The CDC has just published provisional mortality data for 2021. Here are the key takeaways:
(1) Despite the general availability of a free vaccine that radically reduced the risk of dying from COVID-19, approximately 76,000 more Americans died from the disease in 2021 (460,513) than in 2020 (384,536). The age-adjusted mortality rate from COVID increased by 19.5% between 2020 and 2021.
(2) Because of this, age-adjusted mortality in the population as a whole rose from 835.4 to 841.6 per 100,000, rising to approximately the same level last seen in 2003. (It was 715.3 in 2019).
(3) These general statistics obscure some striking age-related demographic differences in regard to what happened with COVID in 2021 compared to 2020.
Note that the majority of deaths in the population occur among people 75 and older. Yet overall, mortality rates declined quite a bit in this demographic. Among people 85 and older, mortality rates declined by 9%, with 72,000 fewer Americans in this age cohort dying in 2021 as compared to 2020. They also declined slightly among 75-84 year olds, by 2.3%. (These stats reflect the very high vaccination rates among the elderly).
If the majority of deaths are among the elderly, and mortality rates declined markedly in this cohort, how is it that mortality rates for the population as a whole rose? The answer of is that, in percentage terms, mortality rates rose moderately among the middle aged, and quite sharply among young adults (Mortality rates among infants and children have remained essentially unchanged over the past three years, as neither COVID nor its secondary effects have had any discernible mortality effect in these cohorts).
Mortality rates in 2019, 2020, and 2021 by age group.
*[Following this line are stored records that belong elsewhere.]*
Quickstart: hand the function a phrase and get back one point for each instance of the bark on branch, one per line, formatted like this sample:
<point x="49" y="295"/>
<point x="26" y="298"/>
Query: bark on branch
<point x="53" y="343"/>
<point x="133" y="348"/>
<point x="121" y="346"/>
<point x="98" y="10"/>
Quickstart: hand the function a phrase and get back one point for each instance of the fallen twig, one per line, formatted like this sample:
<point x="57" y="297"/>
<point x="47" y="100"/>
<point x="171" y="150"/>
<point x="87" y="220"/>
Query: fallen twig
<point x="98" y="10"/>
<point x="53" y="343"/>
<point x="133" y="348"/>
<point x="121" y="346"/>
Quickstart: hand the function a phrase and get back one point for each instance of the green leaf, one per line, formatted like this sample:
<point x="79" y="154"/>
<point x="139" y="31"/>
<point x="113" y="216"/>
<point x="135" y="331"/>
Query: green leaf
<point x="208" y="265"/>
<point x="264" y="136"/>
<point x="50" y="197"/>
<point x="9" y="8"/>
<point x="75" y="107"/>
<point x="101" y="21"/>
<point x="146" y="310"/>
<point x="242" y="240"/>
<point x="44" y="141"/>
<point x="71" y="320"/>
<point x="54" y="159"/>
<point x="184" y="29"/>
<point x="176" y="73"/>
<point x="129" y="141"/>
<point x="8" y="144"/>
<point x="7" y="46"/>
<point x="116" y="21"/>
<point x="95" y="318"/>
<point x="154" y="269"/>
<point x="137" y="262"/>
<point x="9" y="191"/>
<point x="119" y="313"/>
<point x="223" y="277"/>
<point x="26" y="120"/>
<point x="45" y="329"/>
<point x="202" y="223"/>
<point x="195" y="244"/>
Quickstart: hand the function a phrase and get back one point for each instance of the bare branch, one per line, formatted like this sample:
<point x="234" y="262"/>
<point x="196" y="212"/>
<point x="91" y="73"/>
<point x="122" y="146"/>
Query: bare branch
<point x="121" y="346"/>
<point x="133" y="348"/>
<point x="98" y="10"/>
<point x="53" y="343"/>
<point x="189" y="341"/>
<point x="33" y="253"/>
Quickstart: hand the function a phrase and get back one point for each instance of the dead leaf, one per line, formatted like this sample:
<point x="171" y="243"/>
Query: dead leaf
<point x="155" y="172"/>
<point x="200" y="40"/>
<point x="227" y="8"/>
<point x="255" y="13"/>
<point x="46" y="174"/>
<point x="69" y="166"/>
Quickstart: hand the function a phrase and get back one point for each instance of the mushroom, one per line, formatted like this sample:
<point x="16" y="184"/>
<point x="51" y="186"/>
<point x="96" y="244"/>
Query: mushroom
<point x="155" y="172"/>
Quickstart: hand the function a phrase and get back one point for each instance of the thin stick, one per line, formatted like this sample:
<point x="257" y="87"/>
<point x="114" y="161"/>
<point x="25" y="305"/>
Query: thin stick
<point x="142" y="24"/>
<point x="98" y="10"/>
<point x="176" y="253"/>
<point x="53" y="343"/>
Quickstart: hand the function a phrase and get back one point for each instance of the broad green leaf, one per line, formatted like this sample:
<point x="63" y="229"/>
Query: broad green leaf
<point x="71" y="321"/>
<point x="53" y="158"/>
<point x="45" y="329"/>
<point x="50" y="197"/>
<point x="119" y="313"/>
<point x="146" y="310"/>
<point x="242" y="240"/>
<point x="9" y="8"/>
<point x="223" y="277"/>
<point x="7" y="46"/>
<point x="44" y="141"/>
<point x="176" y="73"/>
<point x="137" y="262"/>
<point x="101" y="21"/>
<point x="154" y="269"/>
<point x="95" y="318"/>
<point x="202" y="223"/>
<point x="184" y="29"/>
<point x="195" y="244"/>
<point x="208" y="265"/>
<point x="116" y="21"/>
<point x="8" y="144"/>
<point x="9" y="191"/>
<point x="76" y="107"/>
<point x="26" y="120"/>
Figures are per 100,000:
85+: 13,229/15,211/13,826
75-84: 4308/4997/4883
65-74: 1765/2072/2148
55-64: 883/1039/1132
45-54: 392/474/539
35-44: 199/248/292
25-34: 129/160/179
To get a sense of what these figures mean in longitudinal/historical terms, here is the last year in which the mortality rate in a particular age group was approximately the same as it was in 2021.
85+: 2010
75-84: 2009
65-74: 2004
55-64: 1994
45-54: 1984
35-44: 1973
25-34: 1950
Yes that last figure is correct: the last time the mortality rate for 25 to 34 year olds in the US was as high as it was last year was in the middle of Harry Truman’s presidency.
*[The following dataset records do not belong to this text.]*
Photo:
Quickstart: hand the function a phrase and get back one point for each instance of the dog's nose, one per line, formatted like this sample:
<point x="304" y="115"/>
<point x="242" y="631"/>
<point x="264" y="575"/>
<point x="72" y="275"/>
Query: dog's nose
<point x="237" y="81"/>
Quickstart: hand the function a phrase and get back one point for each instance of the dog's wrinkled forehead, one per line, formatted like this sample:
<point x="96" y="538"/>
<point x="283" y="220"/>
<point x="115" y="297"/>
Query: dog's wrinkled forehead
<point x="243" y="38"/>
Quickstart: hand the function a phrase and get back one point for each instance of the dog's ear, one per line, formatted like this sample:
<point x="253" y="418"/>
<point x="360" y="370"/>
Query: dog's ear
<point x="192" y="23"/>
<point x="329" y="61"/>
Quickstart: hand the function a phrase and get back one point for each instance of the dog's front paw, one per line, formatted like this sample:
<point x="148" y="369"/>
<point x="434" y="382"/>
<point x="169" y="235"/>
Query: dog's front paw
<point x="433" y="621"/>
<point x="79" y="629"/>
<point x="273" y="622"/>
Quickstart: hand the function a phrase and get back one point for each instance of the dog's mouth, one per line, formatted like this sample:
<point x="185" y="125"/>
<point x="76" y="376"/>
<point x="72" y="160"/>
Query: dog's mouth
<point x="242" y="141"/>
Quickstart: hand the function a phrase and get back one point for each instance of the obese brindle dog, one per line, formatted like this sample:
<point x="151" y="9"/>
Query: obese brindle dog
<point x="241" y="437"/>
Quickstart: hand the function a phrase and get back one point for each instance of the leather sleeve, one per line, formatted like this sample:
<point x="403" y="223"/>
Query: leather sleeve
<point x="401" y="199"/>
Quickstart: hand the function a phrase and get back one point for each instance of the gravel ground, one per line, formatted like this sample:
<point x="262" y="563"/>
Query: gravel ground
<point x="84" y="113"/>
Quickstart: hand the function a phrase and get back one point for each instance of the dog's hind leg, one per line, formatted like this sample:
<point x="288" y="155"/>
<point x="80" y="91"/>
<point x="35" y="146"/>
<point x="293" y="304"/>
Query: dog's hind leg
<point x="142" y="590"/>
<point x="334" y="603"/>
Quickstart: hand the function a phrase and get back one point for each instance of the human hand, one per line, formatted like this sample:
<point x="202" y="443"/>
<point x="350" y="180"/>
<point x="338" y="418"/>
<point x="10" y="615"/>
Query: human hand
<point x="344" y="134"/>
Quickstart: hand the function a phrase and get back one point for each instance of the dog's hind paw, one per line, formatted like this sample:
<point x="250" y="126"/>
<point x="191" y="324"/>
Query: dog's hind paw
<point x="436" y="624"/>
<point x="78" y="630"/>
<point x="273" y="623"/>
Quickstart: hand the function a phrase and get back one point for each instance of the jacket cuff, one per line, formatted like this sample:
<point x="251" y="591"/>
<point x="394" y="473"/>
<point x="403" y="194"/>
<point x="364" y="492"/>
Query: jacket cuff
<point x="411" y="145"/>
COVID mortality rates skyrocketed among young and middle-aged adults in 2021, doubling among 45-54 year olds, increasing by two and half times among 35-44 year olds, and tripling among 25-34 year olds. Nevertheless, COVID deaths, or at least official COVID deaths, played a fairly small role in the massive jump in mortality rates among young adults. For example, between 2019 and 2021 mortality rates among 25-34 year olds increased by nearly 40%, but COVID deaths accounted for only about 30% of this increase (I haven’t crunched the numbers but I suspect increases in drug and alcohol-related deaths accounted for a greater share of the increase).
As for ethnic factors, COVID continues to hit Hispanic and Black Americans much harder than non-Hispanic whites (COVID mortality rates for the three groups in 2021 were 158, 147, and 101 per 100,000 respectively.)
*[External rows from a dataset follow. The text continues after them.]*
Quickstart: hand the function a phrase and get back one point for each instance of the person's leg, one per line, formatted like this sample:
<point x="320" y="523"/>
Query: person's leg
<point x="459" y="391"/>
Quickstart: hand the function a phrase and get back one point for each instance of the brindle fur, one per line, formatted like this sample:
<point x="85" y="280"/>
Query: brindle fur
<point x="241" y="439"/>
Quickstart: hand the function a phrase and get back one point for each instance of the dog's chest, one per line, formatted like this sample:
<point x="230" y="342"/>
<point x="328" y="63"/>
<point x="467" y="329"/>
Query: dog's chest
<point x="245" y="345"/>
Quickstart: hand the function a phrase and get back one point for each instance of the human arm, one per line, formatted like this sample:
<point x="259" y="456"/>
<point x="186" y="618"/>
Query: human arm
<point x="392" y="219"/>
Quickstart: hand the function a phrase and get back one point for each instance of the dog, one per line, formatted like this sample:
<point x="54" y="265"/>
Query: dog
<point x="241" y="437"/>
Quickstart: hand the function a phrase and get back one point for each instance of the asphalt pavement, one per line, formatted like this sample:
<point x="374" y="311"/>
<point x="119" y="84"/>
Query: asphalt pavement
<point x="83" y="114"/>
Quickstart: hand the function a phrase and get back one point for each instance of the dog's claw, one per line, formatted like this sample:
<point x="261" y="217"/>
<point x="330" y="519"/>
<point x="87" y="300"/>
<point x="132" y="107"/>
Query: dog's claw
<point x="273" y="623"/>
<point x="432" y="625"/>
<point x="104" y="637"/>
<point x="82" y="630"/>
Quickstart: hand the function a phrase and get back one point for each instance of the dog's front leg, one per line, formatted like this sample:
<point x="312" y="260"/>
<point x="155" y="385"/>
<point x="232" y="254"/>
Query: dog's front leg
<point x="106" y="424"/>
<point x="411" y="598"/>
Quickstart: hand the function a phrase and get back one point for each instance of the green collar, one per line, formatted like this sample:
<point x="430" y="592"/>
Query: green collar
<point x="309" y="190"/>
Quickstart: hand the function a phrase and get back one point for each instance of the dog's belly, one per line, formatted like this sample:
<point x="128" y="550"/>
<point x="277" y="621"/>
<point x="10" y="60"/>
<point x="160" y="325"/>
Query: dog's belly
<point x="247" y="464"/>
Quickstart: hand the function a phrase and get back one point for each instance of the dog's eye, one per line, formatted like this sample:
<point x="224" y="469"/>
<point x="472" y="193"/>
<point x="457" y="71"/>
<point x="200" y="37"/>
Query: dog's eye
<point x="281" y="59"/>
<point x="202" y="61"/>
Nevertheless, overall age-adjusted mortality rates for both Hispanics and Blacks declined modestly in 2021 (from 724 to 700 and 1119 to 1081 respectively), while increasing among non-Hispanic whites, from 835 to 852. (All per 100,000). In all three cases, the declines and increases are accounted for by declining (among Hispanics and Blacks) and increasing (among non-Hispanic whites) COVID mortality rates.
Currently the CDC estimates the US has seen 1.14 million excess deaths since February of 2020. This is a pretty conservative estimate, as it uses average mortality rates over the five years prior to the pandemic as the baseline for measuring excess deaths, instead of using the declining trend in age adjusted mortality prior to the pandemic (age-adjusted mortality declined by 2.5% over this period). Using the latter baseline suggests that we’ve seen about 1.2 to 1.25 million excess deaths over the last 25 months.
It’s becoming increasingly clear that a significant portion of those excess deaths — and especially the excess deaths among the young adults — have not been caused directly by COVID, but rather by its indirect effects, as well as by other societal factors that have led to what should be considered a shocking increase in the death risk faced by young adults in this country.